蒼一郎たちが陳老人から聞いた話の衝撃は、夜が更けても薄れることはなかった。シンガポールの街に降りた夜の静寂の中で、四人は小さな茶館の二階で膝を突き合わせていた。
「つまり、父上が結んだ第一の契約は、まだ有効になっていないということですね」
蒼一郎の言葉に、陳老人は深く頷いた。老人の皺に刻まれた顔には、長年の秘密を打ち明けた安堵と、同時に新たな心配の色が浮かんでいた。
「その通りじゃ。七つの契約は一つとして欠けてはならぬ。全てが揃って初めて、創始者たちが夢見た理想郷への扉が開かれる」
マリアが身を乗り出した。「七つの契約とは、具体的にはどのような内容なのでしょうか?」
陳老人は懐から古い羊皮紙を取り出した。それは蒼一郎が横浜で見つけたものと同じような質感だったが、こちらにはより詳細な文字が書き込まれていた。

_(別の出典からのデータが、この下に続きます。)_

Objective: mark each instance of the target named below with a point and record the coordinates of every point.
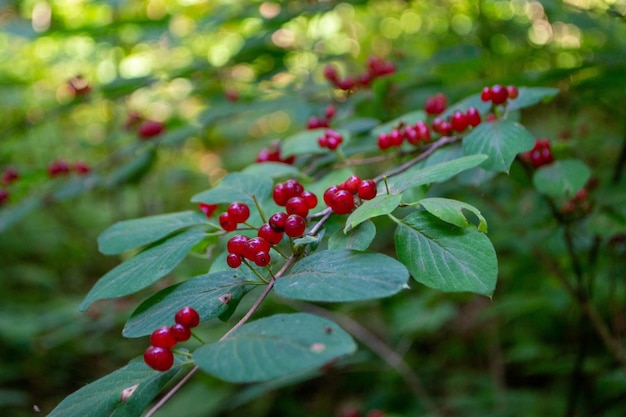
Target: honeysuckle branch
(240, 323)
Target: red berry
(367, 189)
(149, 129)
(277, 221)
(384, 141)
(329, 193)
(436, 104)
(254, 246)
(458, 121)
(309, 198)
(207, 209)
(236, 244)
(330, 111)
(485, 95)
(268, 233)
(473, 116)
(238, 212)
(295, 226)
(296, 205)
(342, 202)
(262, 258)
(498, 94)
(227, 223)
(158, 358)
(181, 333)
(162, 337)
(233, 260)
(351, 184)
(512, 91)
(188, 317)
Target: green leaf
(343, 275)
(407, 119)
(561, 178)
(501, 140)
(379, 206)
(130, 234)
(103, 398)
(358, 238)
(211, 295)
(237, 187)
(305, 142)
(529, 96)
(276, 346)
(272, 170)
(445, 257)
(451, 211)
(440, 172)
(143, 269)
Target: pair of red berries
(330, 139)
(236, 213)
(159, 355)
(540, 155)
(458, 122)
(499, 94)
(341, 198)
(414, 134)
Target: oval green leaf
(379, 206)
(561, 178)
(343, 275)
(123, 393)
(501, 141)
(143, 269)
(358, 238)
(452, 211)
(273, 347)
(445, 257)
(439, 172)
(237, 187)
(130, 234)
(211, 295)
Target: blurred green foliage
(178, 61)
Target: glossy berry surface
(162, 337)
(367, 190)
(233, 260)
(236, 244)
(277, 221)
(295, 226)
(238, 212)
(158, 358)
(181, 333)
(188, 317)
(227, 223)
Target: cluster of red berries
(540, 154)
(344, 197)
(145, 128)
(159, 355)
(436, 104)
(272, 154)
(457, 122)
(331, 139)
(61, 167)
(236, 213)
(499, 94)
(316, 122)
(376, 67)
(414, 134)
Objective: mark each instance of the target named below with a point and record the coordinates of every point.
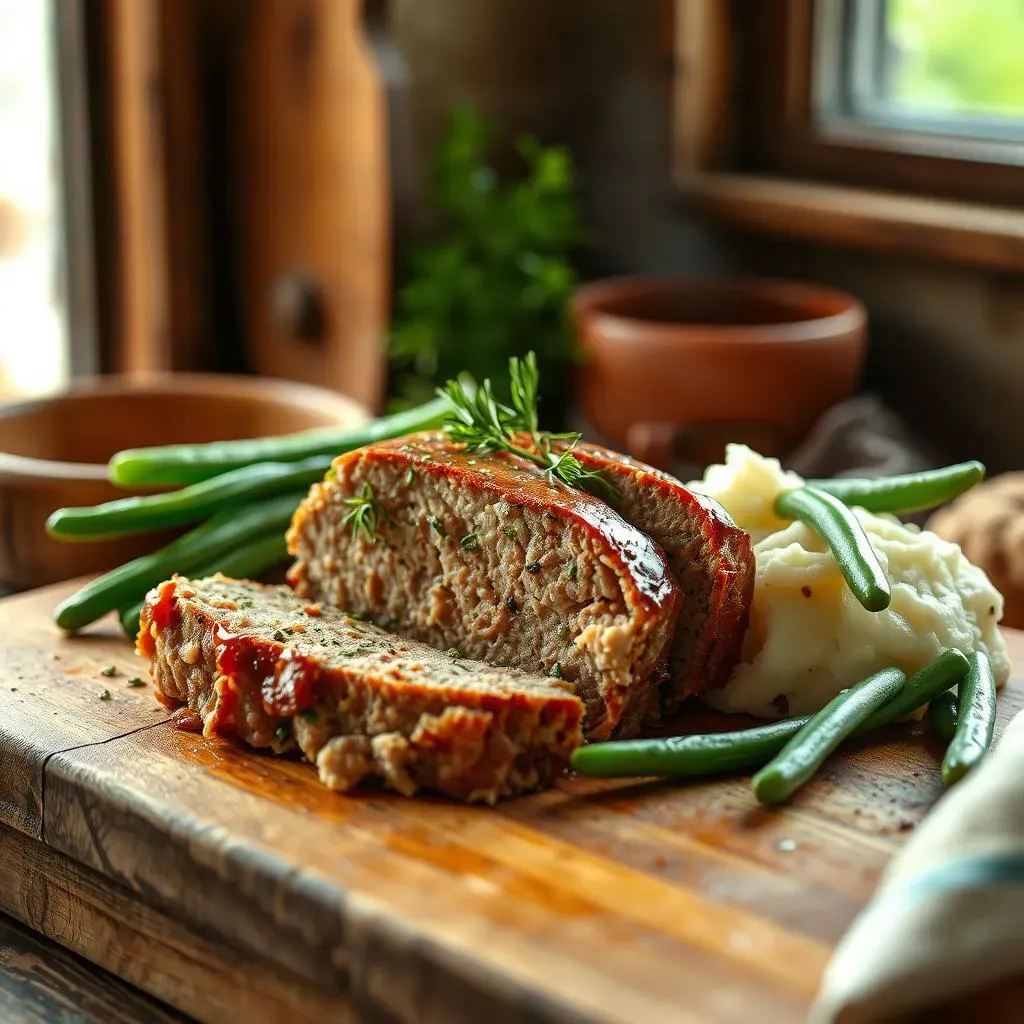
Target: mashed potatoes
(809, 637)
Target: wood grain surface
(200, 870)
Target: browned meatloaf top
(485, 553)
(711, 558)
(266, 666)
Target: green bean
(247, 562)
(182, 464)
(138, 514)
(680, 757)
(228, 528)
(690, 757)
(807, 751)
(942, 713)
(977, 720)
(945, 671)
(846, 539)
(909, 493)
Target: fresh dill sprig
(366, 514)
(482, 423)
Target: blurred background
(373, 196)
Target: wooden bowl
(53, 453)
(714, 360)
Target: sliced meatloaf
(485, 554)
(711, 558)
(261, 664)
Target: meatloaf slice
(485, 554)
(261, 664)
(710, 555)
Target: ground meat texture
(712, 560)
(484, 554)
(265, 666)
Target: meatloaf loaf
(263, 665)
(485, 554)
(711, 558)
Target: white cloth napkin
(948, 915)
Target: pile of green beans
(181, 464)
(799, 745)
(823, 506)
(240, 494)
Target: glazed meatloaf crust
(711, 558)
(265, 666)
(485, 554)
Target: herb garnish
(367, 514)
(480, 422)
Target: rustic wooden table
(235, 888)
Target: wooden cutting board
(236, 888)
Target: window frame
(750, 155)
(786, 133)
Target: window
(947, 69)
(33, 334)
(889, 125)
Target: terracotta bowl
(675, 361)
(53, 453)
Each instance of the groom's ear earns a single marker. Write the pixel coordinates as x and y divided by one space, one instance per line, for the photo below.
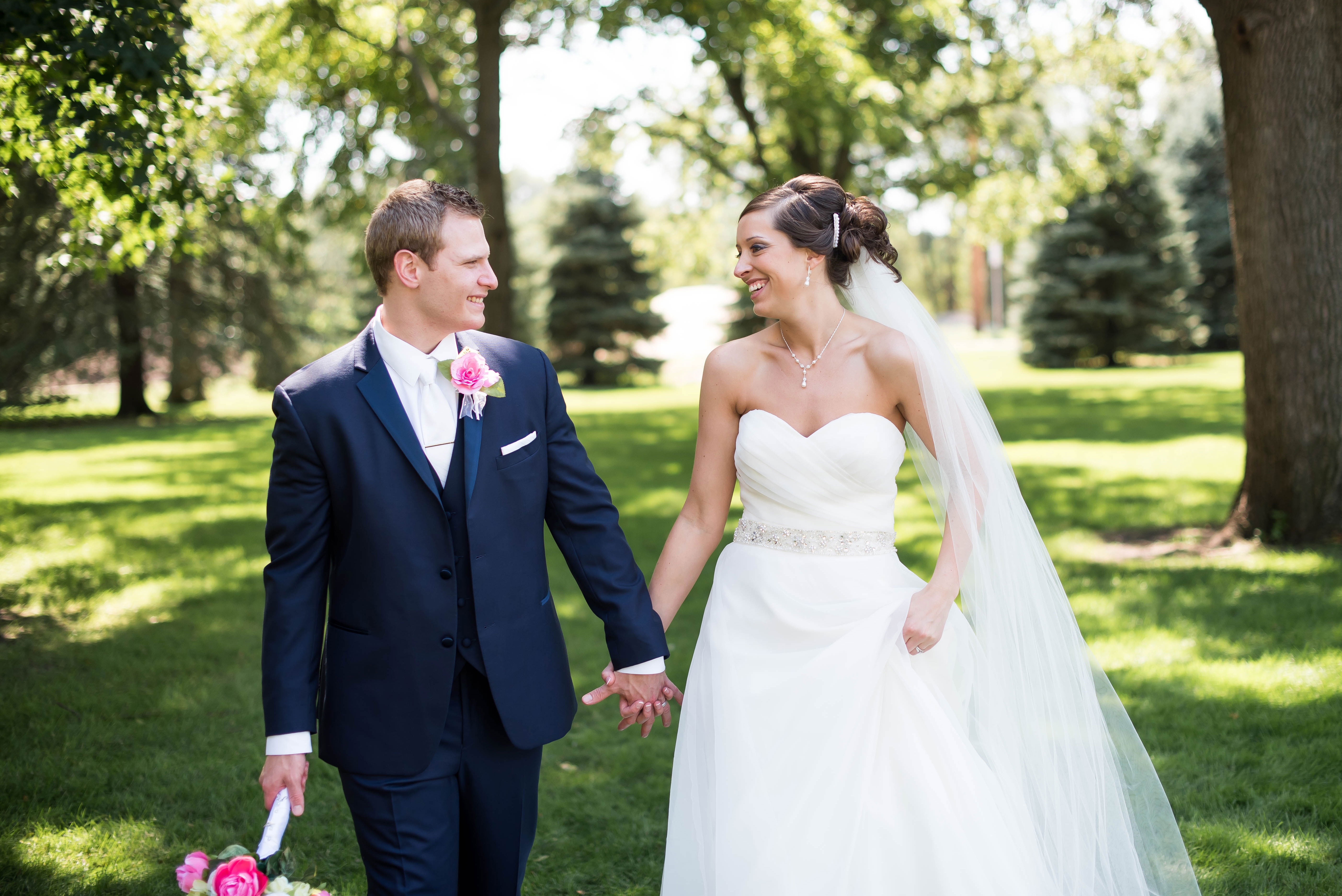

「第一の契約は、わしらがここシンガポールで結んだ香辛料の平等取引。第二の契約は上海での茶葉と絹、第三はマニラでの砂糖、第四はボンベイでの綿花、第五はアレクサンドリアでの香料、第六はマルセイユでの工芸品、そして第七は……」
老人の声が一瞬途切れた。
「第七は、ロンドンでの金融契約じゃ。これが最も重要で、最も危険な契約と言えるじゃろう」
鯨岡が太い腕を組んだ。「なるほどな。世界の主要な港を結ぶ貿易網を作ろうってことか。しかし、なぜ四十年も経った今になって?」
「それは……」陳老人の表情が曇った。「帝国商事が動き出したからじゃ」
その名前を聞いた瞬間、室内の空気が張り詰めた。蒼一郎は胸の奥で何かが冷たく固まるのを感じた。
「帝国商事?」
「ああ、龍之介さんの商売仲間だった男が興した商会じゃ。名を北条辰巳という。奴は当初、七つの契約の理念に賛同していたが、途中から考えを変えた。平等な貿易ではなく、武力と権力による支配的な商取引を目指すようになったのじゃ」
李明華が息を呑んだ。「それで、海堂さんのお父様は……」
「龍之介さんは北条と袂を分かった。そして七つの契約の成就を阻止するため、姿を消したのじゃ。もし北条の手に全ての契約が渡れば、アジア全域の貿易が帝国商事に支配されることになる。それだけは避けねばならんと考えたのじゃろう」
蒼一郎は拳を握りしめた。父の真の姿が、ようやく見えてきた気がした。家族を捨てたのではない。より大きな理想のため、より多くの人々を守るために、一人で重荷を背負ったのだ。
「その北条辰巳は、今も?」
「生きておる。今や帝国商事は東洋最大の商会の一つじゃ。奴は君たちがここに来ることも既に知っておろう。恐らく、他の契約の在り処も調べ上げているはずじゃ」
マリアが立ち上がった。月光が窓から差し込み、彼女の決然とした横顔を照らしていた。
「それなら、私たちが先に契約を集めるまでです」
「マリア……」蒼一郎が名前を呼びかけた時、彼女は振り返った。
「蒼一郎、あなたのお父様の理念は正しい。私も英国で貴族たちの傲慢を見てきました。力による支配ではなく、互いを尊重する対等な関係こそが、真の繁栄をもたらすのです」
鯨岡が豪快に笑った。「面白くなってきたじゃないか!世界を股にかけた宝探しときたもんだ。龍之介の兄貴に恩がある俺としては、息子の冒険に付き合わねえわけにはいかねえ」
李明華も頷いた。「僕も上海で帝国商事の横暴を見ています。小さな商人たちが泣かされているんです。止める時が来たんですね」
蒼一郎は仲間たちの顔を見回した。それぞれ異なる背景を持ちながら、同じ志を抱いている。父が一人で背負った重荷を、今度は四人で分かち合うことができる。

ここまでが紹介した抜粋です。